石敬瑭仰仗契丹的支持當了皇帝,自然對耶律德光感激涕零、言聽計從。當初在太原時,耶律德光說:“桑維翰對你盡忠,你應用之為相。”石敬瑭就任命桑維翰為門下侍郎、同平章事。石敬瑭準備南下洛陽,想留個兒子留守太原,也向耶律德光求旨。耶律德光令他把各個兒子排成一隊,親自挑選,指著他的養子石重貴說:“這小子眼大,就留下他吧。
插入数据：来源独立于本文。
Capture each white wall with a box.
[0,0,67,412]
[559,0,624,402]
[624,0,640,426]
”石敬瑭立即照辦。
石敬瑭在位的7年間,始終對契丹媚事奉承。他給耶律德光寫信,每次都用“表”,還稱耶律德光為“父皇帝”,自己稱臣,稱“兒皇帝”。契丹使臣來到後晉,他總是跪拜接詔,恪盡兒臣之禮。天福三年(公元938年)十月,契丹遣使冊封他徽號曰“英武明義皇帝”,誇獎他深明“父子大義”,他高興萬分,命左右金吾、六軍儀仗、太常鼓吹出城像迎天書一樣將冊封詔書吹吹打打、轟轟烈烈地迎到崇元殿前,陳列供奉。
石敬瑭給契丹進貢的財物不可勝數。當初契丹軍隊回國之時,他遣威塞(今河北涿鹿)節度使翟璋在管區內籌集10萬緡犒軍錢。此州土地貧瘠,百姓窮困,石敬瑭為讓契丹滿意,仍嚴令搜刮,以致民不堪命。此後,他每年除了依照原約貢獻金帛30萬之外,逢時過節、吉凶慶吊都額外奉送禮物。從中原到契丹,一年到頭,滿載玩好珍異的車子絡繹不絕,耶律德光以外,契丹的太後、皇後、皇子皇親、將相大臣都有財物可得。後晉承兵火之餘,府庫殫竭,所有貢獻給契丹的財物負擔都轉嫁到了百姓頭上。
在石敬瑭的殘酷剝削下,後晉人民生活在水深火熱之中,當時天災人禍也極其嚴重,水旱、蝗災接連不斷,僅僅天福七年(公元942年)五月的一個月裏,就有5個州郡發大水,18個州郡遭旱災。天福六年九月,黃河在滑州決口,東瀉千裏,百姓扶老攜幼,登上丘嶺避洪水。然而躲得過大水,卻躲不過人禍,餓死者難計其數。即使這樣,石敬瑭仍不放鬆對人民的盤剝,一時之間,餓殍盈野,流民遍地。有些想安定下來從事生產的百姓也因州縣徭役繁重,責之重賦,威以嚴刑,不得已重新踏上流浪的道路,社會經濟遭到了嚴重破壞。
取皇位難,保皇位更難。石敬瑭既是皇帝又是奴才,既是綿羊又是豺狼,是一個集高貴與卑賤、軟弱與凶殘於一身的人物。他在位7年間,像範延光一樣不服他領導,覬覦皇位的人層出不窮,好多藩鎮隻是表麵上供奉他罷了,暗地裏對他並不多麼恭順。契丹的父皇帝更不把他放在眼裏,稍不如意就加斥責。他整天就像睡在叢棘烈火上一樣,輾轉反側,不得安生。在這種內外交困之下,天福七年,石敬瑭生起病來,到了六月,在保昌殿一命嗚呼,死時51歲。